The companies first announced the agreement on September 22, 2025. At that time, Allwyn said the deal implied an upfront enterprise value of $2.5 billion for PrizePicks, with the final economics also tied to earnouts if targets are met.

Allwyn arranged acquisition financing ahead of closing, with the company previously disclosing a mix of facilities and balance sheet cash to fund the purchase.

Allwyn deepens US push with fantasy sports platform

Allwyn has been building out a broader gaming and casual entertainment footprint beyond its core lottery operations, with a clear focus on digital channels and the US. PrizePicks gives it a scaled consumer brand in a category that has operated across most US jurisdictions under fantasy sports rules.

Allwyn positioned the deal as a portfolio move rather than a one-off bet on sports. The company said the investment supports its plan to build a diversified global entertainment platform and strengthens its presence in the United States.

For PrizePicks, the appeal is stable capital and operational support without a reset of leadership. The companies said the partnership is intended to support long-term development while maintaining continuity and agility at the operator.

PrizePicks adds prediction markets to core fantasy business

Since the deal was announced, PrizePicks added products that move beyond classic player-stat fantasy formats. The company launched a regulated prediction markets offering in November and said that rollout extended its footprint to nearly every US state.
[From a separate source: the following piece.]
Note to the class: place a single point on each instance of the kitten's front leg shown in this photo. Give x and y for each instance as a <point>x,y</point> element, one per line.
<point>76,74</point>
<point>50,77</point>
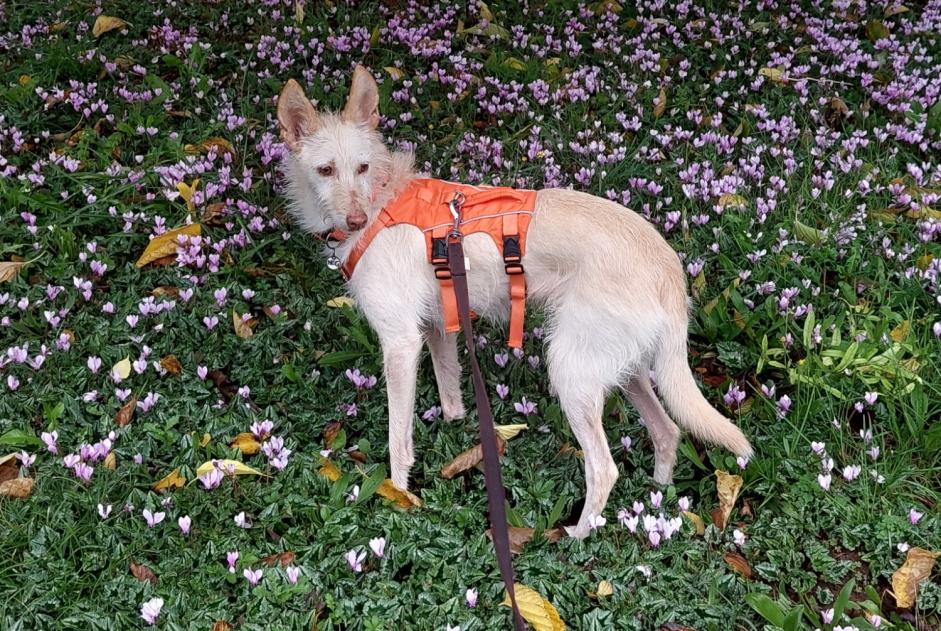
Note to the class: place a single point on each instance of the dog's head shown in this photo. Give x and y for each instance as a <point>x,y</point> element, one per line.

Within the app, PrizePicks introduced Team Picks, which focuses on team outcomes and is live in 30 states and Washington, DC. It also introduced Culture Picks, which covers cultural and entertainment outcomes and is live in 48 states and DC.

PrizePicks has tied that offering to a federal registration posture. Its disclosure around the product describes the event contracts as offered through a CFTC-registered futures commission merchant and National Futures Association member.

PrizePicks adds prediction markets to core fantasy business

Allwyn is buying into a platform that is already scaled and has room to push new formats quickly without rebuilding core infrastructure. PrizePicks’ lack of debt at closing also gives the combined group more flexibility as product lines expand and as compliance costs shift with new formats.

The companies also pointed to relationships in the prediction space, including partnerships with Kalshi and Polymarket, as part of PrizePicks’ push into event contracts. That matters because it links the operator’s growth story to a category that is drawing increasing attention from regulators and state gaming authorities.

Allwyn’s angle is leverage. It is not starting from zero in the US, and it now has a majority position in a consumer platform that can test and scale new engagement products while Allwyn focuses on funding, oversight, and longer-term operational discipline.

Regulatory risk and earnouts shape next phase

The immediate question is how fast PrizePicks can grow the newer event-contract products while maintaining a stable compliance posture across jurisdictions. The company is framing those products within a federal registration structure, but prediction-style offerings tied to sports outcomes are becoming a legal and political battleground in multiple states.

A second variable is the total price. Allwyn’s closing announcement carved out performance-based earnings from the $1.533 billion closing consideration, leaving open the possibility of additional payments if the business hits agreed targets over time.

For Allwyn, the deal is a statement that its US strategy is moving from lottery adjacency into sports-led entertainment. For PrizePicks, it is a shift from rapid growth as an independent operator to the next phase under a majority owner that expects scale, controls, and product expansion to move together.